Blinded VDFs and timelocks

TLDR: We show a simple technique to blind VDF and timelock outputs. More specifically, let g be an element in a group of unknown order. We show how to prove knowledge of x = g^{2^t} without revealing intermediate outputs g^{2^s} for s \le t.

Construction

Simply reveal x^3 with a corresponding Wesolowski proof. (Notice the Wesolowski scheme works for arbitrary exponents, not just powers of two.) More concretely, the prover reveals:

• x^3 = g^{3*2^t}
• p = g^{\lfloor{3*2^t/l}\rfloor} where l is a 256-bit prime deterministically generated from x^3

The verifier checks p^lg^{3*2^t \mod l} = x^3.

Blindness argument

(Note: This is not a formal cryptographic proof. Feedback and corrections welcome.)

Notice g^{2^s} cannot be extracted from g^{3*2^t} for s \le t because that would be taking the 3*2^{t - s} th root of x^3 and taking roots is assumed to be hard in an RSA group. Also, the sequentiality assumption implies that g^{2^s} for s > t cannot be computed from g^{3*2^t} without computing g^{2^s - 3*2^t}. At best s = t+2 and g^{2^{t+2} - 3*2^t} = x must be computed first.

Similar blindness arguments apply to p. Indeed, the repeated square g^{2^s} cannot be extracted from p if 2^s < \lfloor3*2^t/l\rfloor by the roots assumption. And g^{2^s} cannot be computed from p if 2^s \ge \lfloor3*2^t/l\rfloor without first computing g^{2^s - \lfloor3*2^t/l\rfloor} which requires (except with negligible probability) essentially as much work as computing x (because l has 256 bits and 2^t has t \gg 256 bits).

Motivation

Blinding of repeated squares was motivated by the refreshed LCS35 puzzle where intermediate outputs are welcome:

CSAIL is also interested in solutions for t = 2 ^ k for 56/2 <= k < 56; these are called “milestone versions of the puzzle”

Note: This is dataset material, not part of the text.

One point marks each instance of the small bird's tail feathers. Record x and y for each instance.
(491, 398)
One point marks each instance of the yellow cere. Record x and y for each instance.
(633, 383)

The above scheme allows to prove that milestone versions of the puzzle were computed without revealing them, and hence protecting against someone building upon them. The scheme may also be helpful in other contexts such as iterated VDFs.

4 Likes

This is pretty cool, although you mention RSA group here:

When the group is just assumed to be of unknown order, not necessarily an RSA group. The conclusion is totally the same but it might be a good thing to keep consistent.

While g^{2^s} cannot be calculated from g^{2^t} for s > t, it might be possible for an adversary to compute a g^{3*2^{t+n}} and corresponding p' without knowledge of x.

For an adversary to create a proof for a checkpoint g^{2^s}, where s = t + n, is there no reason why they can’t just raise the x^3 (as revealed by the prover in a previous proof for x) to a power 2^n? So x^{\prime3} = {x^{3}}^{2^n} = x^{3*2^n} = g^{3*2^t*2^n}=g^{3*2^{t+n}}. In this case the adversary does not know x^{\prime} yet they have generated an x^{\prime3} without doing any of the previous sequential work. This way an adversary could essentially compute a proof of the same form, starting the proof for x. Since the previous l was generated using x^3, an l' can be generated (I assume hash into primes) from x^{\prime3} and therefore used to calculate p^{\prime}=g^{⌊3*2^{t+n}/l^{\prime}⌋}, completing the Wesolowski proof. This doesn’t contradict the fact that x is blinded, but it might not prove knowledge for s>t. Does this work?

Right I meant group of unknown order here. (I’ve been studying RSA groups specifically in the context of VDFs and sometimes equate the two.)

Ah, yes. Well spotted! A fix may be to replace the prime 3 with one that is associated with the hash of a public key. Alternatively, one could pick a different prime per checkpoint (e.g. 3 for the first, 5 for the second, 7 for the third, etc.) for the refreshed timelock puzzle.